# 721 Video and Audio Skipping Problems



## Jason (Aug 8, 2002)

Has anyone had any problems over the past week or two where the picture will scramble into little boxes on part of the screen and the audio will go out a second or two now and then?

I didn't have any problems until recently and my signal is always in the high 80's to mid 90's.

I can't figure out what might be causing this. The picture and sound on my 501 has also started doing this a little bit as well.

I also get a black screen from time to time that says "Acquiring Signal" even though the signal strength is high.

Anyone have any suggestions as to what might be causing this and what I could do to fix the problem?

Thanks.


----------



## raj2001 (Nov 2, 2002)

> _Originally posted by Jason _
> *Has anyone had any problems over the past week or two where the picture will scramble into little boxes on part of the screen and the audio will go out a second or two now and then?
> 
> I didn't have any problems until recently and my signal is always in the high 80's to mid 90's.
> ...


Shaky/loose cables blowing in the wind?


----------



## Halfsek (Oct 29, 2002)

The audio/ video hiccup would happen with my Tivo every so often.

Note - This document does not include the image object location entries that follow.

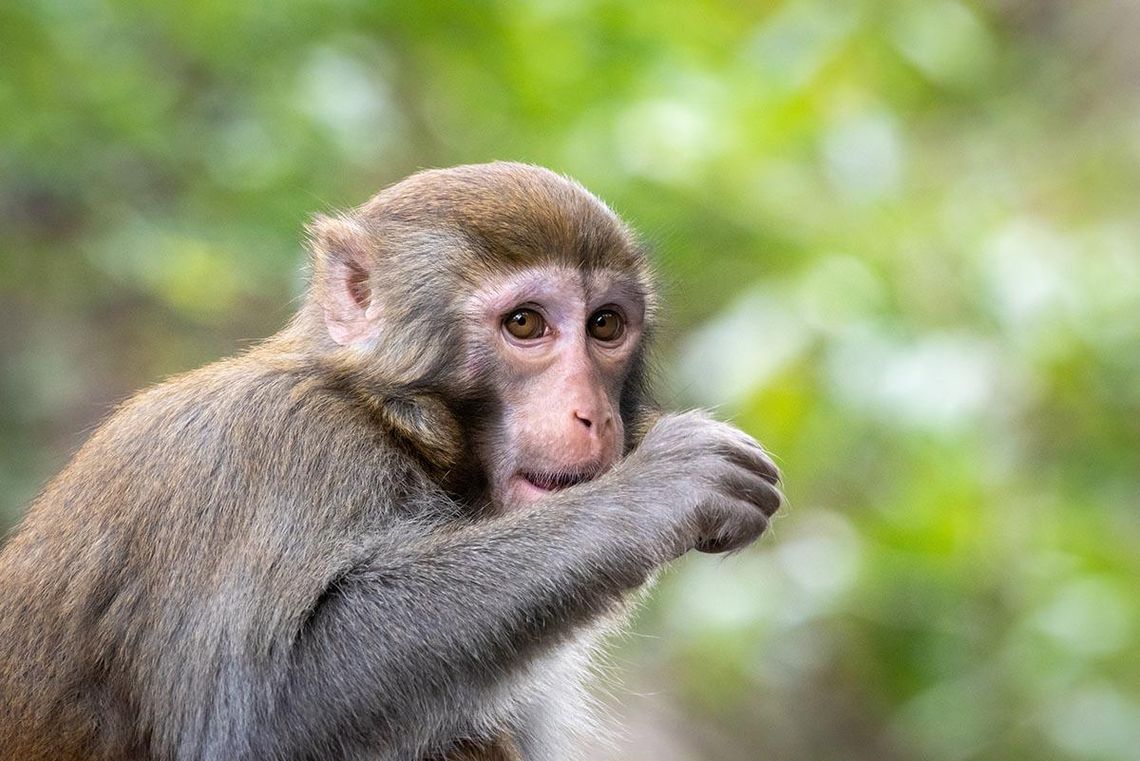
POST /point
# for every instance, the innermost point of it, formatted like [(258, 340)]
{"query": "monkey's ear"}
[(342, 266)]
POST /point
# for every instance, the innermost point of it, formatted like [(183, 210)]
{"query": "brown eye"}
[(605, 325), (524, 324)]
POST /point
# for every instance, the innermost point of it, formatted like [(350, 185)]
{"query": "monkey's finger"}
[(752, 458), (729, 524), (755, 490)]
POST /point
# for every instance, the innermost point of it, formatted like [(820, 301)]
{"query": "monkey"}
[(393, 529)]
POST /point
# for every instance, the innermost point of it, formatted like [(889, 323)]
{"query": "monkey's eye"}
[(524, 324), (605, 325)]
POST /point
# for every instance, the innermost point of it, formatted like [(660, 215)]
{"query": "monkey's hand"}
[(721, 479)]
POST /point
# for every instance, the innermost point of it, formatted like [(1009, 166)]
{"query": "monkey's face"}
[(556, 344)]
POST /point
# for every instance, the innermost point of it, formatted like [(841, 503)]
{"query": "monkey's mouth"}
[(556, 481)]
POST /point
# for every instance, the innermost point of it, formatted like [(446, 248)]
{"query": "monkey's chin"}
[(520, 491)]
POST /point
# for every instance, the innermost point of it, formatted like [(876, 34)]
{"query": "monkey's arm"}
[(405, 648)]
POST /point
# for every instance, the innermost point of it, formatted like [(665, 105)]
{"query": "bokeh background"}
[(900, 245)]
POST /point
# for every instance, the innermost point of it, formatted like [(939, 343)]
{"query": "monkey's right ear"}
[(342, 266)]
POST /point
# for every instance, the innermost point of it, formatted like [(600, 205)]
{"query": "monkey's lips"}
[(547, 482)]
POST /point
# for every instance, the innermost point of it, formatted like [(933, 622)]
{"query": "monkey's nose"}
[(588, 418)]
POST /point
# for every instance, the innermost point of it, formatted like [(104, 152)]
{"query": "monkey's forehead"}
[(507, 214)]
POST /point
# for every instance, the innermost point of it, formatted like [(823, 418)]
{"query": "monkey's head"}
[(494, 313)]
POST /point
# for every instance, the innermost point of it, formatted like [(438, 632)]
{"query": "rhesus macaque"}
[(389, 531)]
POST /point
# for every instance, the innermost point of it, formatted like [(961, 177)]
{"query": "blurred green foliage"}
[(900, 245)]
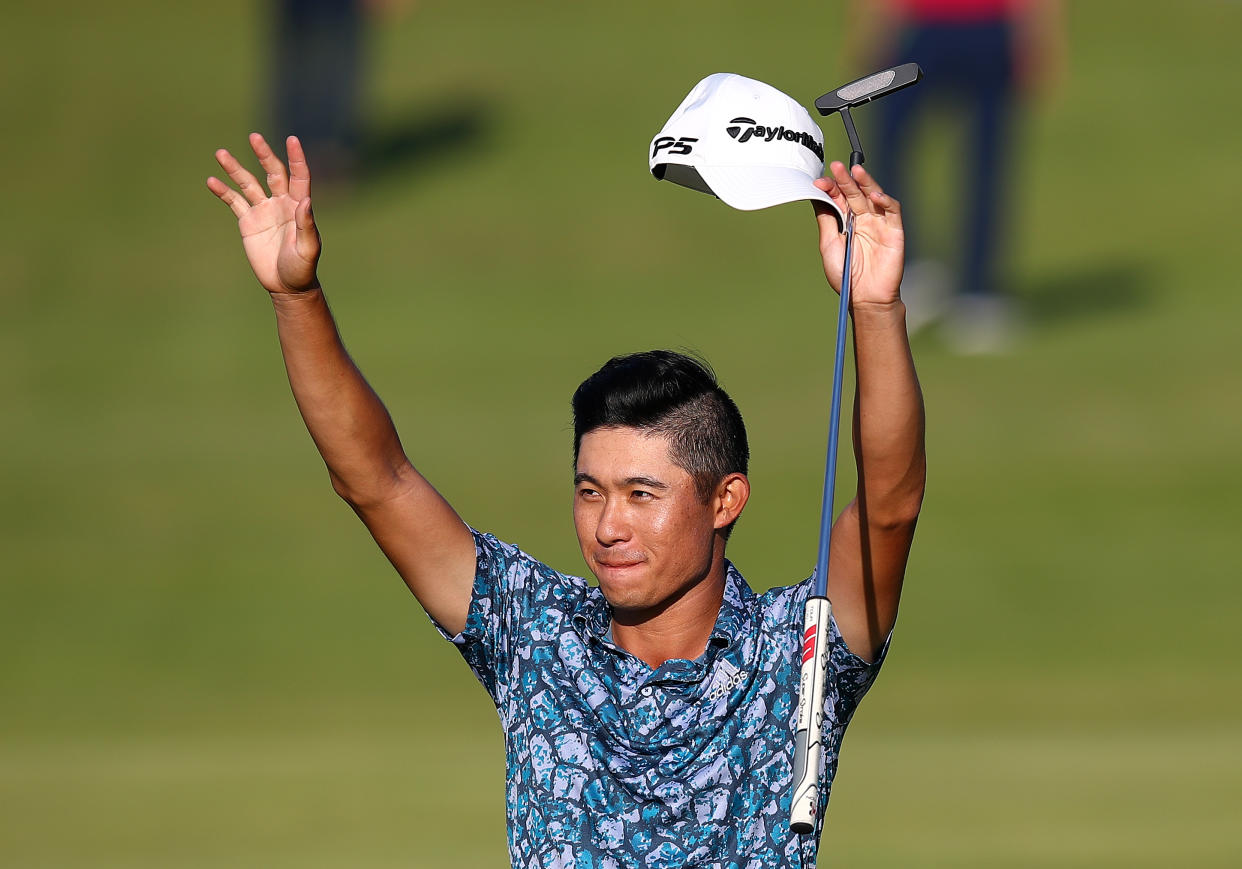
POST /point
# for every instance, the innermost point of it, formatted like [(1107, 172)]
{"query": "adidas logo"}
[(725, 679), (744, 129)]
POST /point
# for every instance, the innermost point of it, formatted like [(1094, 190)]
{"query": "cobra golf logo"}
[(745, 129)]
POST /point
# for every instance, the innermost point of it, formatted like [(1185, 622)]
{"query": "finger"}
[(245, 181), (277, 179), (229, 196), (830, 221), (299, 171), (307, 236), (855, 198), (829, 185), (886, 204), (866, 183)]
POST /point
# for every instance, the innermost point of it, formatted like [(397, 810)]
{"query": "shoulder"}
[(513, 570), (783, 605)]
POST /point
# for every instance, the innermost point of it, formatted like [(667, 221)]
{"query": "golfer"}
[(648, 721)]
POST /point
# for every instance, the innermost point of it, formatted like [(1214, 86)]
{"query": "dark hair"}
[(673, 395)]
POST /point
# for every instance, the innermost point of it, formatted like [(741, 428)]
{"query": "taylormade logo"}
[(744, 129)]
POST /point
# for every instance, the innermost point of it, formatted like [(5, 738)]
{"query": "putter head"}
[(870, 87)]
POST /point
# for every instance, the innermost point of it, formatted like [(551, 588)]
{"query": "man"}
[(648, 721)]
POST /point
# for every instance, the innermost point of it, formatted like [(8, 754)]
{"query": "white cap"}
[(744, 142)]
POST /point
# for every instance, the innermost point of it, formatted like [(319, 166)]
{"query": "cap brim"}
[(748, 189)]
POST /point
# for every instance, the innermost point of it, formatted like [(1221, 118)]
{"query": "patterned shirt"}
[(615, 765)]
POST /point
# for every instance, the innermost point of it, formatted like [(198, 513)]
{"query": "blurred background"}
[(205, 662)]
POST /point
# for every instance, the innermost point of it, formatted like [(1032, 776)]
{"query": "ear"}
[(732, 494)]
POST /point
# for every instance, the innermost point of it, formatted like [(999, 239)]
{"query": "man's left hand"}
[(879, 240)]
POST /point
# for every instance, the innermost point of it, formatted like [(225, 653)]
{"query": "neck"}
[(678, 628)]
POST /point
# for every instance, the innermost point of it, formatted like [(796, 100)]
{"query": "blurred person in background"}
[(319, 65), (981, 58)]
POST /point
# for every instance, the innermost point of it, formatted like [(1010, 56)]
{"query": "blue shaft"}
[(830, 471)]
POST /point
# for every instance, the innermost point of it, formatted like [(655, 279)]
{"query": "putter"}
[(809, 736)]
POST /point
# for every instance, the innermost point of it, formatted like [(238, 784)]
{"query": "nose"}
[(612, 526)]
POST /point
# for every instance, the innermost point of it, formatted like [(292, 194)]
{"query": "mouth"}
[(617, 565)]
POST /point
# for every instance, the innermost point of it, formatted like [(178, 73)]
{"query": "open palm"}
[(879, 241), (277, 230)]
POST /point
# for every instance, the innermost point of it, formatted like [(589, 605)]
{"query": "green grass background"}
[(205, 663)]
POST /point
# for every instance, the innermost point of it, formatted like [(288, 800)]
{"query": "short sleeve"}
[(850, 675), (507, 595)]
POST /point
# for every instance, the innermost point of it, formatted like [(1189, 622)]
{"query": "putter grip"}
[(809, 735)]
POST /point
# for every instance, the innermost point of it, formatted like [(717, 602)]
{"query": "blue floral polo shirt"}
[(615, 765)]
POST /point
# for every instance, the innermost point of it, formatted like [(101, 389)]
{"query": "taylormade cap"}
[(744, 142)]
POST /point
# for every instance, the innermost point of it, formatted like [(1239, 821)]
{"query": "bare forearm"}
[(345, 418), (888, 428)]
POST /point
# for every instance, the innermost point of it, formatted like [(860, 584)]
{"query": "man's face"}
[(643, 529)]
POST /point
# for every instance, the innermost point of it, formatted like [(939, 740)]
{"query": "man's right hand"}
[(277, 230)]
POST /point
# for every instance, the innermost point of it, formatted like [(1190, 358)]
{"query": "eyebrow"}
[(645, 482)]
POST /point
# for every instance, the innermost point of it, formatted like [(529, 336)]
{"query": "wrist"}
[(877, 314), (296, 297)]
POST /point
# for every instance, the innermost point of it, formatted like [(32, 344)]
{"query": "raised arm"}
[(872, 536), (417, 529)]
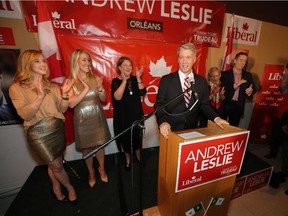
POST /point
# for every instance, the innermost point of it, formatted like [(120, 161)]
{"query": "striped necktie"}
[(187, 95)]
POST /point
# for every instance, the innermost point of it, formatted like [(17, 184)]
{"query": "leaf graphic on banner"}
[(217, 201), (194, 210), (159, 69)]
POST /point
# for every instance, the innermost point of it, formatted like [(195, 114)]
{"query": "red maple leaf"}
[(245, 26)]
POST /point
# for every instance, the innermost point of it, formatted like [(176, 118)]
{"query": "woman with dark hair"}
[(127, 92)]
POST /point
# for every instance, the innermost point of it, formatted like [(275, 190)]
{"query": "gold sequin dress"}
[(90, 124)]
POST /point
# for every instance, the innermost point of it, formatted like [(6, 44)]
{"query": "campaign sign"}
[(238, 187), (257, 180), (211, 159)]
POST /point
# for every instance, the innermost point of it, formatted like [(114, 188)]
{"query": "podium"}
[(220, 177)]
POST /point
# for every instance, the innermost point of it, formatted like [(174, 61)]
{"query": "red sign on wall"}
[(211, 159), (269, 104), (6, 36)]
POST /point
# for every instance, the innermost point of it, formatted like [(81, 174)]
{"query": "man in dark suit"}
[(238, 85), (176, 115)]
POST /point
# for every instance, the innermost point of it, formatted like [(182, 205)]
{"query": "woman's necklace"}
[(129, 85)]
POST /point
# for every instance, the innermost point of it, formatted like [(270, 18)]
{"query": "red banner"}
[(157, 59), (199, 22), (6, 36), (210, 159), (269, 104), (147, 31)]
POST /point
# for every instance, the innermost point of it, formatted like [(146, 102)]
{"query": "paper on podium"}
[(190, 135)]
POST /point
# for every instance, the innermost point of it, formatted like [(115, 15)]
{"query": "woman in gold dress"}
[(41, 105), (90, 124)]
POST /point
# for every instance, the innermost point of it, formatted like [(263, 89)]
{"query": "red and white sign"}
[(199, 22), (269, 104), (257, 180), (246, 31), (238, 187), (211, 159), (10, 9), (6, 36)]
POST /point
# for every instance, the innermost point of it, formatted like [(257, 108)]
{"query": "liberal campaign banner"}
[(210, 159), (270, 104), (199, 22)]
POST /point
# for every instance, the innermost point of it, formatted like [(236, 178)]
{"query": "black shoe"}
[(73, 202), (269, 156), (128, 166), (64, 200), (274, 181), (280, 176), (141, 163)]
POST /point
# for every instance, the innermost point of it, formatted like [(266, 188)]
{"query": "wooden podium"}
[(171, 203)]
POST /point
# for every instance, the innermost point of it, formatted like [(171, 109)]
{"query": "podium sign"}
[(210, 159)]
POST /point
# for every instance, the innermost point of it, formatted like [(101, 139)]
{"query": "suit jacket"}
[(227, 80), (170, 88)]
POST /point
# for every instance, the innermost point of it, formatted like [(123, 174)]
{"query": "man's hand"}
[(165, 128), (220, 122)]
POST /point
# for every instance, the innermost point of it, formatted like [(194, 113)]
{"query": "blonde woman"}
[(41, 105), (90, 124)]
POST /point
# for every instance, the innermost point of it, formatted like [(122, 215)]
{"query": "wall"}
[(15, 158)]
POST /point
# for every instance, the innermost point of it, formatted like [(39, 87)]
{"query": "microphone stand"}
[(140, 122), (92, 152)]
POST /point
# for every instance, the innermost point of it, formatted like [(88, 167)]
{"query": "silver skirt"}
[(47, 138)]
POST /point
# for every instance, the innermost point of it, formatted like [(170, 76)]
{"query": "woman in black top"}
[(127, 93)]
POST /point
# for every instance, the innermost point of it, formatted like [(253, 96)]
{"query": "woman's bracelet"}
[(65, 97)]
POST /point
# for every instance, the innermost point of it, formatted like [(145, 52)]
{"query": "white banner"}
[(246, 31), (10, 9)]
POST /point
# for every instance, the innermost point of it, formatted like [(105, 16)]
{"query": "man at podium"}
[(183, 96)]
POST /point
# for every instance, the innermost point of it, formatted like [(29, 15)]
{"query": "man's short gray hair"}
[(187, 46)]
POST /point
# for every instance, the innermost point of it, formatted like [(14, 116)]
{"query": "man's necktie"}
[(187, 95)]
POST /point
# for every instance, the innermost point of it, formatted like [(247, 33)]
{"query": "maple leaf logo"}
[(159, 69), (55, 15), (245, 26)]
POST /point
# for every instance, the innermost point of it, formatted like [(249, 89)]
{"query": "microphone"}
[(192, 83)]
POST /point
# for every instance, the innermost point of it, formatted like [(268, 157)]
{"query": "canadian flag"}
[(49, 46), (226, 63)]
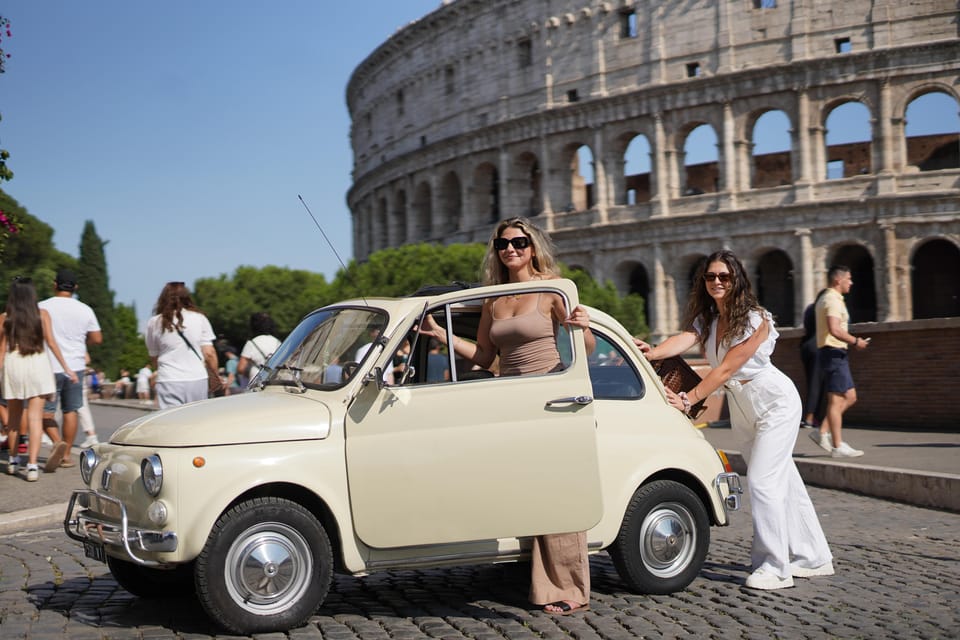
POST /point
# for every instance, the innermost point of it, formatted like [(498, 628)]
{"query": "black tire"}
[(147, 582), (663, 540), (267, 566)]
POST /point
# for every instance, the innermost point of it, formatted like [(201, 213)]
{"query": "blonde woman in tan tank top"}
[(522, 330)]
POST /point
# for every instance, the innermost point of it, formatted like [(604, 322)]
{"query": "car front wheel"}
[(663, 539), (267, 566)]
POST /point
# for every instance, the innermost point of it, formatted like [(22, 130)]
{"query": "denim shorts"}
[(69, 394), (835, 370)]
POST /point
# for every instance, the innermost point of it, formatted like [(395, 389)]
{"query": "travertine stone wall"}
[(475, 113)]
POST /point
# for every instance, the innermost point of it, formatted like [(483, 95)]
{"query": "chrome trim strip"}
[(460, 558), (86, 527)]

Rewind it back over and see if the problem happens again. Usually it didn't for me. It was just a one time hard drive thing.
If it does happen again at the same spot then I'd guess it was a satellite thing.


----------



## sjhill01 (Oct 13, 2002)

I, too, have suddenly started seeing PQ problems intermittently (on recordings only), including slowdowns, scrambled pictures and blocking. I've had my 721 for a few weeks now, and this week is the first time I've had problems like that.


----------



## SteveinDanville (Jun 26, 2002)

Me too; same thing. Starting to get concerned...


----------



## TerryC (Jul 18, 2002)

> _Originally posted by SteveinDanville _
> *Me too; same thing. Starting to get concerned... *


I'm with ya Steve. More and more people are starting to report this problem. This is starting to get worrisome.


----------